How has blogging impacted your career?
[It's the] single thing that has helped me the most. When I started studying urban planning, I began to use writing as a means for reflecting on experiences and to contribute to the discussion of urban development in West Africa. Later, it was an opportunity to keep learning and an excuse to explore and document my experiences.
It also produced the positive (and unintended) result of earning me some recognition both inside and outside Ghana, and helping me to secure a few consulting opportunities. It really helped me establish myself as an early career professional, and has allowed me to connect with other young urban planners, experts, researchers, and institutions.
Ben Kerrick
Podcast host and consultant at Karen Karp & Partners, a national food and agriculture consultancy in New York City
Education
BA in Theater, Whitman College, 2002
Master's of City & Regional Planning, City/Urban, Community and Regional Planning, Ohio State University, 2012
MS in Environmental Science, Ohio State University, 2012
3 Years in Profession
What do you do?
As consultants our work is project-based, so there's a tremendous variety and dynamism to the work — no two days are the same. So far this year my work has included designing a kitchen and cafe program for a social services nonprofit, assessing a food bank supply chain, developing a concept for a new food education hub in a small town, and researching feasibility and market demand for a new slaughterhouse in Michigan's Upper Peninsula ... and, you know, I love to eat, so I feel pretty lucky that I get to talk and think about food every day.

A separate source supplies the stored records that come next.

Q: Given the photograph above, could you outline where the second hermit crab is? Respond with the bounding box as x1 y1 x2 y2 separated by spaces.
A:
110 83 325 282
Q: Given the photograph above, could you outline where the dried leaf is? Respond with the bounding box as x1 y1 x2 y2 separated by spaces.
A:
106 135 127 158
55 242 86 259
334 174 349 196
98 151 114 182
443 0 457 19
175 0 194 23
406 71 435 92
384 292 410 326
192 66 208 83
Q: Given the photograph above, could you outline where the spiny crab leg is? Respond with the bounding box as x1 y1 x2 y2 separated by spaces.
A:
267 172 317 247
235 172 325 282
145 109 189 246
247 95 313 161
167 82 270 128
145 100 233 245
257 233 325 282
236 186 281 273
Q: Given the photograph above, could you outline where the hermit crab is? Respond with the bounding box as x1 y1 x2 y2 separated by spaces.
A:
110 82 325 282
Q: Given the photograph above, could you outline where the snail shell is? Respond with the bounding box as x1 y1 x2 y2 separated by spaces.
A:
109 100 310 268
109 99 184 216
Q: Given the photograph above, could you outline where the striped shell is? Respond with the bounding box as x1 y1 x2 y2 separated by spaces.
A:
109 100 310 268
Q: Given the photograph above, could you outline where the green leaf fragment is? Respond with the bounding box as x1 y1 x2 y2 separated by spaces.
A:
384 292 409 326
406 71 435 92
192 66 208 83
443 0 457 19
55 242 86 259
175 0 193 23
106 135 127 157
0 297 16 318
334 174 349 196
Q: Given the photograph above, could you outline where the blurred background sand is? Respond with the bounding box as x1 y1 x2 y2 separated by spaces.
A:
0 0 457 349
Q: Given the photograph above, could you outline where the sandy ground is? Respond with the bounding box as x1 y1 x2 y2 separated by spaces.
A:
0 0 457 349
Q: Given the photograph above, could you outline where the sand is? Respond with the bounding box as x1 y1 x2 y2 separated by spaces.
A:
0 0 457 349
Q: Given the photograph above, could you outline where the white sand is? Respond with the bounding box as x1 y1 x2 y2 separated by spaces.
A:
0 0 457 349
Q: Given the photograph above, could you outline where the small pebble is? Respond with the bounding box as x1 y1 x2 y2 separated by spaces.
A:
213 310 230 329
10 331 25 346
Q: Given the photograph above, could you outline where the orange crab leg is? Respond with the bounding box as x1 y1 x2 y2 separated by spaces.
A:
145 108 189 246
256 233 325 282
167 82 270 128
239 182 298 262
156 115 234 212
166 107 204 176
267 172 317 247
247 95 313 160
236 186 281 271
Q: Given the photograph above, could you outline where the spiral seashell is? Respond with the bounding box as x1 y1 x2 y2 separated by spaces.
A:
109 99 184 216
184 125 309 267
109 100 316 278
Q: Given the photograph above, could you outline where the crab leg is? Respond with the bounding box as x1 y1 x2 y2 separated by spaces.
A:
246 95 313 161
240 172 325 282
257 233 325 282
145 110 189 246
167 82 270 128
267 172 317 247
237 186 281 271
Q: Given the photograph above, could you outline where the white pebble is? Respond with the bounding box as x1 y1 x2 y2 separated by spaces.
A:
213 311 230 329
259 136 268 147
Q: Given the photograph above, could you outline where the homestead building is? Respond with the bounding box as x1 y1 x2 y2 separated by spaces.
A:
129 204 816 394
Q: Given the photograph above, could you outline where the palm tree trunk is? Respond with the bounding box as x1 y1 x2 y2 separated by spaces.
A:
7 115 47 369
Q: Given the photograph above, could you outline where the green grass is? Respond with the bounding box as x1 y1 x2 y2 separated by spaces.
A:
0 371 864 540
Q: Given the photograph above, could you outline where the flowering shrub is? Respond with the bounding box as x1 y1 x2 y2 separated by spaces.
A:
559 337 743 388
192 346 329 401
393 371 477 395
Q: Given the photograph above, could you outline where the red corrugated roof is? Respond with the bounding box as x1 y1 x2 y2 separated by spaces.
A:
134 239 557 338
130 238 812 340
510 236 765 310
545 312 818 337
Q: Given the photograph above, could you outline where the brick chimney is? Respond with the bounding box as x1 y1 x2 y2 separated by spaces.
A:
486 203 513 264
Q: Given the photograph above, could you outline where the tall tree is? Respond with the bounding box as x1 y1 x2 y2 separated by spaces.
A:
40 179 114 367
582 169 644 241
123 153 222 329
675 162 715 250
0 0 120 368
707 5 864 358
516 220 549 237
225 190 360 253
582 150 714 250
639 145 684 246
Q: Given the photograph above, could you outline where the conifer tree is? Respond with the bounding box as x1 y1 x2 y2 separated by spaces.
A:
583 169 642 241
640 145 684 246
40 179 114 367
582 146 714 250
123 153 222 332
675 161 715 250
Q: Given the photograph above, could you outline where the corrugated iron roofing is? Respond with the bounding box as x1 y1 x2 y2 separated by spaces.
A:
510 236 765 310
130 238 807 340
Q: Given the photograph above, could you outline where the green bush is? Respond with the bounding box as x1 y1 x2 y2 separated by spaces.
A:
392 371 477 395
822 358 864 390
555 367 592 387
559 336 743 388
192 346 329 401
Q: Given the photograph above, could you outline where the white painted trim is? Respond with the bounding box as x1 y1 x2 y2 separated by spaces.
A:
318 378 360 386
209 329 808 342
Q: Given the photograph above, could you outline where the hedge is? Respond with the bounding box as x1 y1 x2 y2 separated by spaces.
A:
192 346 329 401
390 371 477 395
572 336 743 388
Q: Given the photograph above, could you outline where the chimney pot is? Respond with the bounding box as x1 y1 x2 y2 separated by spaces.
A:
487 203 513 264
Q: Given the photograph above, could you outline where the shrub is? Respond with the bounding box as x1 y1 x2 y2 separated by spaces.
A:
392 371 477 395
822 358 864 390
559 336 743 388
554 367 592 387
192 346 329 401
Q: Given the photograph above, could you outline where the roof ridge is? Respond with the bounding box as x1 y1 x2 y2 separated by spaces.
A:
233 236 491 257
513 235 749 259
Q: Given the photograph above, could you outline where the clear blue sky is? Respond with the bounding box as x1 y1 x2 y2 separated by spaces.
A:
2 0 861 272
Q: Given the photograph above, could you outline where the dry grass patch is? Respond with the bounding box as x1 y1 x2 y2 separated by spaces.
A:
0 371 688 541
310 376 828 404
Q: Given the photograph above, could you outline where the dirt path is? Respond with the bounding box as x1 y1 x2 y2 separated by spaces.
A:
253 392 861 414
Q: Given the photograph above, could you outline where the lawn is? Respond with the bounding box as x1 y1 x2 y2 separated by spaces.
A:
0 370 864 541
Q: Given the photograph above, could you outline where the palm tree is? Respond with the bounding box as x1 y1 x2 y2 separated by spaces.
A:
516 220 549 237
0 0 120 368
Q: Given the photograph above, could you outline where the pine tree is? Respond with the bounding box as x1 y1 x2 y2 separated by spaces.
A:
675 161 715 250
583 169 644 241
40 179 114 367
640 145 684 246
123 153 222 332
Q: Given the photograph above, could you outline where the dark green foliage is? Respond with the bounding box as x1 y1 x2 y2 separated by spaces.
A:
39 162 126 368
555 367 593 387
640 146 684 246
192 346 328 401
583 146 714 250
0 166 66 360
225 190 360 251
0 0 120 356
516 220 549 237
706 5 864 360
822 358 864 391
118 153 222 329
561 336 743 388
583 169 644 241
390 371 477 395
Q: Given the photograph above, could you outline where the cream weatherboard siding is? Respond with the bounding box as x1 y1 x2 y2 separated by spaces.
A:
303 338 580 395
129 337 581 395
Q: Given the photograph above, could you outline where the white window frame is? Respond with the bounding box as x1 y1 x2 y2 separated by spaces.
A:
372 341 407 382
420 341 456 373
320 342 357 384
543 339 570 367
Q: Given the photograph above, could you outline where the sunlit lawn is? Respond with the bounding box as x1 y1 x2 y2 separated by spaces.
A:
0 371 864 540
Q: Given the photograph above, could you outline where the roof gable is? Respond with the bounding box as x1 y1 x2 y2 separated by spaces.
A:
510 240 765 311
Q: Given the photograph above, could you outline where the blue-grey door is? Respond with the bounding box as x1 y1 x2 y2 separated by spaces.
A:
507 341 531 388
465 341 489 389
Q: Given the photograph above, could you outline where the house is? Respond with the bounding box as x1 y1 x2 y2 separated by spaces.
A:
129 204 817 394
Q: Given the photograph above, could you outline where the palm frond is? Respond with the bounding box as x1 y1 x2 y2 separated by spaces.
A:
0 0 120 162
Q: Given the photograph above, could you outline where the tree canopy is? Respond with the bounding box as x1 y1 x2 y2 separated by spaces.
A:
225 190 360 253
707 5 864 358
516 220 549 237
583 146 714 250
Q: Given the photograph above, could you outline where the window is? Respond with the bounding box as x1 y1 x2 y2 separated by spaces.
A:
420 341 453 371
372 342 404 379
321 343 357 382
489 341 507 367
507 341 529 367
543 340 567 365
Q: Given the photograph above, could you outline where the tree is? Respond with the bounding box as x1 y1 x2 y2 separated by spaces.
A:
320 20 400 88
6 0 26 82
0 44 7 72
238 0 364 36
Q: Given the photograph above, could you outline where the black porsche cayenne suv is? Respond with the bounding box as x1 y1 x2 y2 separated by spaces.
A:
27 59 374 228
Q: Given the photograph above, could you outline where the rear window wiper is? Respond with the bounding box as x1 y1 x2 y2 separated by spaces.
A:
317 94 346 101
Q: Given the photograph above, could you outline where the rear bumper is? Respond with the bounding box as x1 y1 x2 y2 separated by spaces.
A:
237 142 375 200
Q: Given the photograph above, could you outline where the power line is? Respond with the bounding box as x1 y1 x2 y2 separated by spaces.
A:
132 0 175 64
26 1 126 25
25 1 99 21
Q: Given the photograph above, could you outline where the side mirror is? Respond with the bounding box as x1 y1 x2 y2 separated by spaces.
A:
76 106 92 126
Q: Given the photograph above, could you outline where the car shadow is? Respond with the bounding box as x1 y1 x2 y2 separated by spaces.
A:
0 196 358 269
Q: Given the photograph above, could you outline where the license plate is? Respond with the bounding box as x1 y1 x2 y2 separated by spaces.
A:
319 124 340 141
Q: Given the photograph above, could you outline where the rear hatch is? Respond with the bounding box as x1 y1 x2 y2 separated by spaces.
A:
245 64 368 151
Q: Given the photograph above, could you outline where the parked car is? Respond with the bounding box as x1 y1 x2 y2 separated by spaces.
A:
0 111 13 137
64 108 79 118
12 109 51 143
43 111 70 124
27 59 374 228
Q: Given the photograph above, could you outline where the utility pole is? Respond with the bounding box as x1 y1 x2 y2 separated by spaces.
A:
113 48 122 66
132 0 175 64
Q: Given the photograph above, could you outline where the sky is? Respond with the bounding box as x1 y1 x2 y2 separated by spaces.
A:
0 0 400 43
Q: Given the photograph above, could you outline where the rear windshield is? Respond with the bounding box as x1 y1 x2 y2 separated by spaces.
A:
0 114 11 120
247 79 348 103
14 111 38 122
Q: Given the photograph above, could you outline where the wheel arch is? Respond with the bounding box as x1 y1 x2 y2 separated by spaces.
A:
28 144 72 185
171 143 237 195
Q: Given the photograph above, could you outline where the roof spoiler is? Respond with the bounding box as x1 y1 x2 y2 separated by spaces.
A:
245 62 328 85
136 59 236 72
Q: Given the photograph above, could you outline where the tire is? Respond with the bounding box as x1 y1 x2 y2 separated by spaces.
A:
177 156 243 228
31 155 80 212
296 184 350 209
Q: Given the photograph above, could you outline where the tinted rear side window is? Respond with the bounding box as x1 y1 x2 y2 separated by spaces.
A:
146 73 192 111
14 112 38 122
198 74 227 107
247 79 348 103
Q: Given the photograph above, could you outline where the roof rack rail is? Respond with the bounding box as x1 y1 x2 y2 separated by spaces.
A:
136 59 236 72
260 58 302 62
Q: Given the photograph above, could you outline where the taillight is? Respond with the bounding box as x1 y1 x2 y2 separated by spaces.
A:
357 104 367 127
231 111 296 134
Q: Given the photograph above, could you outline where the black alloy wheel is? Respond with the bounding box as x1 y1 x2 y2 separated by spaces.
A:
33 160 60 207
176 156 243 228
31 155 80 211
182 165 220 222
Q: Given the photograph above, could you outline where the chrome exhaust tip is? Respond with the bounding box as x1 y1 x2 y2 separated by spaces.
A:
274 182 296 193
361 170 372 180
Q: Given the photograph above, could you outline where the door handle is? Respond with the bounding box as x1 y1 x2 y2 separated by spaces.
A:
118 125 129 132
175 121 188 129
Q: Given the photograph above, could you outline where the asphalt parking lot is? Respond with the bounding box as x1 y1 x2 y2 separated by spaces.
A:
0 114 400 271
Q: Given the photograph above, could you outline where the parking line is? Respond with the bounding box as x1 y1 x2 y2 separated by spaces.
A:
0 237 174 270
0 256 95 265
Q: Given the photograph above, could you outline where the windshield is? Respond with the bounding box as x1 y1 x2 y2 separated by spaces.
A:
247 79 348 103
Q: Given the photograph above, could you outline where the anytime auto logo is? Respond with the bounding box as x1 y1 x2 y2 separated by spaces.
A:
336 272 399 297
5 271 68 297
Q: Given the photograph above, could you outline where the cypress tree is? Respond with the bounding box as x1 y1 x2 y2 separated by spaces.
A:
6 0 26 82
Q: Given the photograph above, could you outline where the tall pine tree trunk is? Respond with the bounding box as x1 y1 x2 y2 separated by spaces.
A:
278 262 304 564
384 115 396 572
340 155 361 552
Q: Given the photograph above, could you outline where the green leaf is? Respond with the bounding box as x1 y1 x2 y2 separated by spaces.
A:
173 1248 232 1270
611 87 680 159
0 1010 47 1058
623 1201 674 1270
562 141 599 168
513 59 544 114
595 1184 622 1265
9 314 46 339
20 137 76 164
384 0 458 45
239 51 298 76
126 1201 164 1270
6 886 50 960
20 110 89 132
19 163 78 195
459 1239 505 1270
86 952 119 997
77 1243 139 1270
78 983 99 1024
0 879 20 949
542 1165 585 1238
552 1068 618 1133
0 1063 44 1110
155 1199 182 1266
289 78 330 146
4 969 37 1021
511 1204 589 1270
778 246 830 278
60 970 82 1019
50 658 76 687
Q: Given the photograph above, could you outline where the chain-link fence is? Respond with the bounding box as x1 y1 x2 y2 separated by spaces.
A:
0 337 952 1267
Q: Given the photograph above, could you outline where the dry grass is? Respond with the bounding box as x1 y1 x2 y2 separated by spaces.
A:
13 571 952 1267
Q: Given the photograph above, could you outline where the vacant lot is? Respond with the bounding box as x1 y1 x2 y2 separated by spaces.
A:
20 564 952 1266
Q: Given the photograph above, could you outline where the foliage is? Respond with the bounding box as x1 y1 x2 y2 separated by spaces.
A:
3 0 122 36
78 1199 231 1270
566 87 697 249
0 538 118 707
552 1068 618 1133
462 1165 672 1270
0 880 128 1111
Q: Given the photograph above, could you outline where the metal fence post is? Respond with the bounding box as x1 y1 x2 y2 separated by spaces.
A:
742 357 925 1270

How has your perception of planning changed?
I came to the broader field of planning by way of food systems planning — not vice versa. It's still kind of a blip in the larger world of planning. I go to a monthly happy hour with LGBT urban planners, and even people I meet there — practicing urban planners! — don't usually know about food systems planning as a field and discipline. I experience the same thing at the APA conference. That all being said, I do think there is more and more food systems planning happening out there, and I think it will continue to grow.
Do you have any advice for someone entering your field?
Effective food systems planners need to be both generalists and specialists. Get exposure to as much of the food system as possible — agriculture, processing, distribution, retail, institutional feeding, food access work, the list goes on — to understand how the pieces fit and relate to each other. And whenever a particular topic or area really catches your interest, dig deep to develop more specialized expertise.
I also think effective stakeholder engagement and facilitation is absolutely foundational to successful food systems work that pursues sustainability, resilience, and equity. Keep asking, "Who's not at the table? Whose voices are being left out of this conversation, and how can we include them?" I would highly recommend seeking training or opportunities for learning about stakeholder engagement and facilitation.